A lot of the answers to your problems are right in front of you if you reach out. I know that I'm going to humble myself and get some help on a resume so I can get out of rotating shifts. Point blank I know that my job is killing me and even if that means doing something for a lot less pay then so be it.

It ain't hard to eat right either. I know I want that burger but I am about to go get some fruit and when I get hungry again eat some beans. Pack my lunch before work instead of hitting KFC on the way. Seemed hard before seems simple now. Going back to the gym to lose that weight most definatlely.

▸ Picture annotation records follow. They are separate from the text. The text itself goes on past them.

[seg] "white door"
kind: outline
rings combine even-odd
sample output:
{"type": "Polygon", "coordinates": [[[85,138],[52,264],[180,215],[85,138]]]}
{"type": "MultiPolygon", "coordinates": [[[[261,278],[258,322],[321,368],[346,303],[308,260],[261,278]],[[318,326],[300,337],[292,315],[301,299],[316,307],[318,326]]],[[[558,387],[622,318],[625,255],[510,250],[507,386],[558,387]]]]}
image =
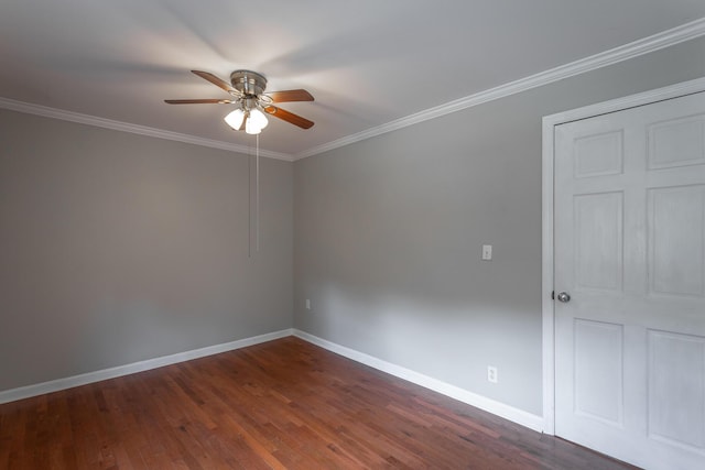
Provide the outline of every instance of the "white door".
{"type": "Polygon", "coordinates": [[[705,92],[555,128],[555,434],[705,469],[705,92]]]}

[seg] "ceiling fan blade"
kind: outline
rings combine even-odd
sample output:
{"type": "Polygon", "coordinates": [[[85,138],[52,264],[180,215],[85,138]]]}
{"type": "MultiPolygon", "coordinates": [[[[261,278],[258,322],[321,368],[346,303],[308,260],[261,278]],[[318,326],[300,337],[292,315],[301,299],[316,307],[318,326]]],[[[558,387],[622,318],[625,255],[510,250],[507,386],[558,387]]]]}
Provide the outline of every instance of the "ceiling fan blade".
{"type": "Polygon", "coordinates": [[[272,102],[313,101],[313,96],[308,91],[302,89],[271,91],[264,95],[269,95],[272,98],[272,102]]]}
{"type": "Polygon", "coordinates": [[[310,121],[299,114],[294,114],[293,112],[289,112],[285,109],[281,109],[275,106],[268,106],[264,108],[264,111],[267,111],[268,114],[273,116],[274,118],[279,118],[294,125],[299,125],[302,129],[311,129],[313,127],[313,121],[310,121]]]}
{"type": "Polygon", "coordinates": [[[231,99],[218,99],[218,98],[208,98],[208,99],[165,99],[164,102],[170,105],[232,105],[231,99]]]}
{"type": "Polygon", "coordinates": [[[202,72],[202,70],[191,70],[191,72],[198,75],[200,78],[210,81],[213,85],[224,89],[225,91],[229,92],[232,96],[241,95],[240,91],[232,88],[232,85],[228,84],[227,81],[220,79],[219,77],[216,77],[215,75],[208,72],[202,72]]]}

Next, I'm surrounding myself with people who are doing right.
Kif, dude, what you said below really really hits home with me.

I think what's hard about such changes is that for most of our lives, we ate and drank and did things and took certain jobs without absolutely any thought how it affected our bodies and lives and health and well being.

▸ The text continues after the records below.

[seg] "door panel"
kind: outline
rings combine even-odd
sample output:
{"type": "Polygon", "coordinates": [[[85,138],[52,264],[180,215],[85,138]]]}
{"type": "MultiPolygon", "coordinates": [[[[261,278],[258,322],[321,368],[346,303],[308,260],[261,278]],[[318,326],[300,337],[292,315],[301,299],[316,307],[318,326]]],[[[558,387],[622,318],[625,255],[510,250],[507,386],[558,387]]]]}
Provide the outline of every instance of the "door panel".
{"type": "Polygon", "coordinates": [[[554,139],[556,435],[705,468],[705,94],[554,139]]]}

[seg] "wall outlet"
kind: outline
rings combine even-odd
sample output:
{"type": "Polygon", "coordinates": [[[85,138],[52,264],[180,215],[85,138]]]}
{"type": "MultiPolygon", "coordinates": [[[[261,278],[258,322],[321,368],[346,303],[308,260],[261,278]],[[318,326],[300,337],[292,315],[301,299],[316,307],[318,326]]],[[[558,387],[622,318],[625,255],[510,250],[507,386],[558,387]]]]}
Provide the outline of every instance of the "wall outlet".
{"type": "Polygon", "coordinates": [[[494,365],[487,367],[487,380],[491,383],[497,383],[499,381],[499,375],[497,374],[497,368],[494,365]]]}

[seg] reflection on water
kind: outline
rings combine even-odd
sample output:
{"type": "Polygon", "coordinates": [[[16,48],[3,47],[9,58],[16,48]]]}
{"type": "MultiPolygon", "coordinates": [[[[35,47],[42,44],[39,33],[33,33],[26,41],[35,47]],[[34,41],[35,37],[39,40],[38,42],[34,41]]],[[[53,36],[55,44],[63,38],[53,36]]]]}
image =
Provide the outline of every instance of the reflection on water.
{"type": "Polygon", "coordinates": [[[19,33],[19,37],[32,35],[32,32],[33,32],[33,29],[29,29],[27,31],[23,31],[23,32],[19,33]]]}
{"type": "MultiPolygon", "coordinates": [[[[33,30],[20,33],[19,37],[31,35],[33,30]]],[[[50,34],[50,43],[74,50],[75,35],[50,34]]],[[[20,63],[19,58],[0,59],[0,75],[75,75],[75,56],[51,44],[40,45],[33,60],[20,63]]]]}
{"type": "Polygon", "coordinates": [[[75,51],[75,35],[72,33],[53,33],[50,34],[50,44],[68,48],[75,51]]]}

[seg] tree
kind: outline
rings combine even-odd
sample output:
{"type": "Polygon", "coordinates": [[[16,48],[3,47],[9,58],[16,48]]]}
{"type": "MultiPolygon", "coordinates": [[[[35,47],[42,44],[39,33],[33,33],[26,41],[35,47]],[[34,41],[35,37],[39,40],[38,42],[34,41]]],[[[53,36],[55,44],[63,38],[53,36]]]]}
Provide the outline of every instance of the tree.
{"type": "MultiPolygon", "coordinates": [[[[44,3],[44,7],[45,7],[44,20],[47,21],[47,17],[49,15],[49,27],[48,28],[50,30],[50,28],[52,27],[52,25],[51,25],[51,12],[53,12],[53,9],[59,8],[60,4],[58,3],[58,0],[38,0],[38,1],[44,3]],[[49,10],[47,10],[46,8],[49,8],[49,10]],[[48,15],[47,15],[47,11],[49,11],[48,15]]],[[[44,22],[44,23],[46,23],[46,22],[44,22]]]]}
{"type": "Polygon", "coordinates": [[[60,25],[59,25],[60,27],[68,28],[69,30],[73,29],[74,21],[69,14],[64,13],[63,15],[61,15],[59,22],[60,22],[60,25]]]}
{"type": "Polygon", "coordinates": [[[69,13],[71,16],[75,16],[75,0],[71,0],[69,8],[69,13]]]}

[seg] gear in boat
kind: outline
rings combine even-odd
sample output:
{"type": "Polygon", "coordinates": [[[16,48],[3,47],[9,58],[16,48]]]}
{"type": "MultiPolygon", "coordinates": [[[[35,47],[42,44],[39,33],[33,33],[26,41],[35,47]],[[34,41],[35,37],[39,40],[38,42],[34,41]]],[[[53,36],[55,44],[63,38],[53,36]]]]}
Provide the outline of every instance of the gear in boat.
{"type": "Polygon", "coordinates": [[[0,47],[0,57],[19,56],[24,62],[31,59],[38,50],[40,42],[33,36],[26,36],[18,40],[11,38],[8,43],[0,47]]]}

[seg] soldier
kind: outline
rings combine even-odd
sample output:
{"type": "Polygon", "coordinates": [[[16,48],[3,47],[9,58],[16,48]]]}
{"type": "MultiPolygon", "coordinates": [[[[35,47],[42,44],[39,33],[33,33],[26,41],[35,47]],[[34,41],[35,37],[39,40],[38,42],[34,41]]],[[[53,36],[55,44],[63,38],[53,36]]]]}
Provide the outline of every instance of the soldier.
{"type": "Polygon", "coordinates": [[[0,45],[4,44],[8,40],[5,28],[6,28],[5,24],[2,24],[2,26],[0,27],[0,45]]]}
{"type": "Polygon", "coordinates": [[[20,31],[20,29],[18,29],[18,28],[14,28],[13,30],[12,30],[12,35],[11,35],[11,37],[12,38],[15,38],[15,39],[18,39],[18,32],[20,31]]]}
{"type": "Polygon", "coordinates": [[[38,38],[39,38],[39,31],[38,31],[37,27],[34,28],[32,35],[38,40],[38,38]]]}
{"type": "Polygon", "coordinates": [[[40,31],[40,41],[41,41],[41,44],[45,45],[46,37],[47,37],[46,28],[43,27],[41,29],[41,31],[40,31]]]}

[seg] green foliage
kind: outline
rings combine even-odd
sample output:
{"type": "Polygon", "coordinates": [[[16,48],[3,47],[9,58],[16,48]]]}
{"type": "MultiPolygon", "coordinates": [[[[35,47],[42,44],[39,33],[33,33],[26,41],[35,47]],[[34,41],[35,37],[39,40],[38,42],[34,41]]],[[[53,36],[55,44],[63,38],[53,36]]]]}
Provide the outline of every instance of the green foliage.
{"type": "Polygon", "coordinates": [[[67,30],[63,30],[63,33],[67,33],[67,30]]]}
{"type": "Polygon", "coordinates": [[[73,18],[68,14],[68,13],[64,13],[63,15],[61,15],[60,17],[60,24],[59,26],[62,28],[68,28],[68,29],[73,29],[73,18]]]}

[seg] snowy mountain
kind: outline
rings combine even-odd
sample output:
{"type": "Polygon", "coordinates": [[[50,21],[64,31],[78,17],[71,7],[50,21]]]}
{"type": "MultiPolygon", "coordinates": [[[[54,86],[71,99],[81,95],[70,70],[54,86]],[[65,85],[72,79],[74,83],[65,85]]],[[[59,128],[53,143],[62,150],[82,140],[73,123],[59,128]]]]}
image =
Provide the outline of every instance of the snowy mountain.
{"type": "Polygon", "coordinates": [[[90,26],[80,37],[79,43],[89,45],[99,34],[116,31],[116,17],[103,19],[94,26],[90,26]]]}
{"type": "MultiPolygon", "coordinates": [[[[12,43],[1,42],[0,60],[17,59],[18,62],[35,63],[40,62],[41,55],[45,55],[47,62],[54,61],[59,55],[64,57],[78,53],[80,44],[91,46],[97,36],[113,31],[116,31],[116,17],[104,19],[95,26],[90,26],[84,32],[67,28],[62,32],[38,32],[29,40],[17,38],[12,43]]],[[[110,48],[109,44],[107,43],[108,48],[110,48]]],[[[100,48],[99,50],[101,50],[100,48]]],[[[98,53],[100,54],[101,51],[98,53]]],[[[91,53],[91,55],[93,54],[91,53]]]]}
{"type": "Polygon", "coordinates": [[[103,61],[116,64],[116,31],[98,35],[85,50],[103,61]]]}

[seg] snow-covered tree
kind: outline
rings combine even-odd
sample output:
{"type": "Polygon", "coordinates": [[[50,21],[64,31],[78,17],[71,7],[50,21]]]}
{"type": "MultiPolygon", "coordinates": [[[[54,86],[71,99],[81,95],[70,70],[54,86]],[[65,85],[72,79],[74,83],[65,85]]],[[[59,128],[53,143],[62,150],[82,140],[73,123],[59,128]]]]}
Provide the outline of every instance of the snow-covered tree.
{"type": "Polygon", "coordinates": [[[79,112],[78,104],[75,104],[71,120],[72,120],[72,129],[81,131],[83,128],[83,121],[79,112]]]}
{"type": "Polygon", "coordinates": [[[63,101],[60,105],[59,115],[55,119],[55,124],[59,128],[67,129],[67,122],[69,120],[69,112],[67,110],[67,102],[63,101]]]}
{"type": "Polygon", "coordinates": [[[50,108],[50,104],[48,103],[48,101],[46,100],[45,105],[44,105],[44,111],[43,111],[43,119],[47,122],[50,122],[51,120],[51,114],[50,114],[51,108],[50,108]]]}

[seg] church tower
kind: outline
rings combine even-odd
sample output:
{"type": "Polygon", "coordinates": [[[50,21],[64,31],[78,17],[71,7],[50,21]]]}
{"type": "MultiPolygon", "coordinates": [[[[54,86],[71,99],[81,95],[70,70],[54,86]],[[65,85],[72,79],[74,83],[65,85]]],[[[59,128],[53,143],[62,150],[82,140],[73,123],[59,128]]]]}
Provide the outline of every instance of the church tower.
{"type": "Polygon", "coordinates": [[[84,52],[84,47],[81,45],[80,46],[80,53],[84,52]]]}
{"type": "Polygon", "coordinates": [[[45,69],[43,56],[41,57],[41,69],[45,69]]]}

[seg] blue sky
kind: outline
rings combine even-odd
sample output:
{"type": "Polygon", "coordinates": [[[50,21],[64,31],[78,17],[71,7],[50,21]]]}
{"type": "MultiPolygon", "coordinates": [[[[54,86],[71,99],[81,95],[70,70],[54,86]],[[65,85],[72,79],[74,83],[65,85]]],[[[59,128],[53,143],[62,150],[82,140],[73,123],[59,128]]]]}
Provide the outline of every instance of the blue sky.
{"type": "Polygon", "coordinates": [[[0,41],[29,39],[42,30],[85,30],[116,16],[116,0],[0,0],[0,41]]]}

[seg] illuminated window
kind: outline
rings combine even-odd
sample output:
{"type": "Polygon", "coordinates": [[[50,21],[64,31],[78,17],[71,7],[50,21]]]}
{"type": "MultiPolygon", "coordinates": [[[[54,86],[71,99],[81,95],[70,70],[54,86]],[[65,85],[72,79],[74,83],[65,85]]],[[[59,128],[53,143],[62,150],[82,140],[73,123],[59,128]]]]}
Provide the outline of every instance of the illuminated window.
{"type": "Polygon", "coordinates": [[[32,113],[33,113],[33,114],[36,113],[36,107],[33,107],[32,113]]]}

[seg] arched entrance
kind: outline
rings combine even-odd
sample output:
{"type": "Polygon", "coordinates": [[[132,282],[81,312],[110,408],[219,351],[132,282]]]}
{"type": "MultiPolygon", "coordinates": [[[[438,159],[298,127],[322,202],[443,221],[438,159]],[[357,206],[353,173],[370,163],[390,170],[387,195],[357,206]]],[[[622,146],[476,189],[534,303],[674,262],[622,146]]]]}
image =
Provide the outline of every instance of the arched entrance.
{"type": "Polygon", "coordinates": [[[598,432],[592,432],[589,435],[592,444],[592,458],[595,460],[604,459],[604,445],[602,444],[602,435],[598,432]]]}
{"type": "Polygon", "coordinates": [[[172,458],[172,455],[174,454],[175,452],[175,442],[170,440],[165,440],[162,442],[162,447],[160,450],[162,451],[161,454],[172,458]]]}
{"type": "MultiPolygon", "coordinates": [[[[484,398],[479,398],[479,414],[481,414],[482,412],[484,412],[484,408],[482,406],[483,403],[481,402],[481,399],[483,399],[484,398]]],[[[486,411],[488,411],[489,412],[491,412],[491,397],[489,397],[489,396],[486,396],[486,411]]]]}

For me, it was a big slap in the face and sledghammer kick in my head at 400 miles an hour to be forced now to THINK before I eat. To PLAN what I am taking and eating for lunch and dinner and all that. My first thing that forced was stomach problems, when I found out a couple years ago I cannot drink regular milk or cream or eat regular ice cream.

I am finally forcing myself (yes, unfortunately it still feels forced but now I'm actually happy to do it and am proud of myself making the effort) to THINK BEFORE EATING. I still have a day or two that I have junk food, but I totally have to think it through first.

My next step too is going to exercise. I didnt need to exercise when I was going dancing and going to loud rock shows 4 and 5 nights a week year round, and going roller skating all damn summer long and going ice skating with my coworkers every Friday night. But life changes and we work 7 days a week and some long hours and organization and planning is now required to be healthy and to treat yourself right.

Now I finally think (most of the time) that I am worth the effort. I have accepted the fact that it is not easy.
But do we have a choice? No, if we want to live long we have to do it. If we want to feel good we have to do it Kifaru.

kifaru said:
What can I say. I'm 38 and got a tricky ticker from rotating shifts and holding in stress for 2.5 decades about mad issues. Don't know if you guys say my posts about depression but one thing I can tell you is we need to let stuff go. I talked to a guy at a facility and I talked to the friends of my that I knew wouldn't judge me and just revealing what I was feeling released a bunch of stuff for me. Talking with the woman i was having an issue with was a big help and having her show me kindness.

A lot of the answers to your problems are right in front of you if you reach out. I know that I'm going to humble myself and get some help on a resume so I can get out of rotating shifts. Point blank I know that my job is killing me and even if that means doing something for a lot less pay then so be it.

It ain't hard to eat right either. I know I want that burger but I am about to go get some fruit and when I get hungry again eat some beans. Pack my lunch before work instead of hitting KFC on the way. Seemed hard before seems simple now. Going back to the gym to lose that weight most definatlely. Next, I'm surrounding myself with people who are doing right.